O legado de Neft Dashlari é inegável. O campo de petróleo de Neft Dashlari é o primeiro de sua espécie a ser explorado em mar aberto, o que lhe conferiu status de inovação tecnológica e pioneirismo. O campo de petróleo ocupa cerca de 12 quilômetros de comprimento por 6 de largura, e até o momento cerca de 2.000 poços foram perfurados na região. Seu impacto foi significativo, atingindo seu pico de produção de 7,6 milhões de toneladas de petróleo em 1967. No entanto, apesar do sucesso inicial, a decadência foi inevitável. A partir da década de 1970, com a queda nos preços do petróleo e o enfraquecimento da União Soviética, o campo de Neft Dashlari começou a enfrentar sérios desafios.
A cidade experimentou uma década de decadência na década de 1980, quando a infraestrutura começou a deteriorar-se devido à falta de manutenção adequada e à falta de recursos para restaurá-la. De acordo com o jornal alemão Der Spiegel, em 2012, apenas 45 de seus 300 quilômetros de estradas estavam em condições de uso. Essa decadência foi documentada no filme “Oil Rocks – City Above The Sea”, no qual o cineasta Marc Wolfensberger captura imagens da cidade, mostrando construções desmoronadas e enferrujadas.

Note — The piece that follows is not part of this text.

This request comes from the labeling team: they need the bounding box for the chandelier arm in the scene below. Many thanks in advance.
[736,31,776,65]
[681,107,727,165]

O futuro de Neft Dashlari parece incerto. Embora a produção de petróleo tenha diminuído consideravelmente, com uma produção atual de cerca de 3.000 toneladas por dia, a cidade ainda se mantém como um símbolo do poder industrial soviético e do impacto duradouro da exploração de recursos naturais. A ideia de que Neft Dashlari se tornaria um destino turístico foi sugerida por algumas figuras locais, como Gahramanli, que mencionou o potencial da cidade como resort marinho. No entanto, essa perspectiva depende de vários fatores, incluindo a recuperação das infraestruturas e a estabilização das condições ambientais. Além disso, o impacto das mudanças climáticas pode afetar ainda mais a viabilidade da cidade no futuro.
De acordo com um estudo publicado na Communications Earth & Environment, o Mar Cáspio poderá perder até 18 metros de profundidade até 2100, o que representa uma ameaça à própria existência da cidade. Cientistas alertam que o declínio das águas poderia causar sérios danos às infraestruturas e até comprometer a própria viabilidade de Neft Dashlari como uma cidade flutuante. Assim, como os desafios climáticos se intensificam, a conferência COP29 em Baku, a ser realizada nas próximas semanas, deve tratar de questões que, de maneira indireta, também podem impactar o futuro da cidade. No entanto, Neft Dashlari permanece como um legado, uma verdadeira “maravilha arquitetônica e técnica” que sobreviveu às intempéries do tempo e da política.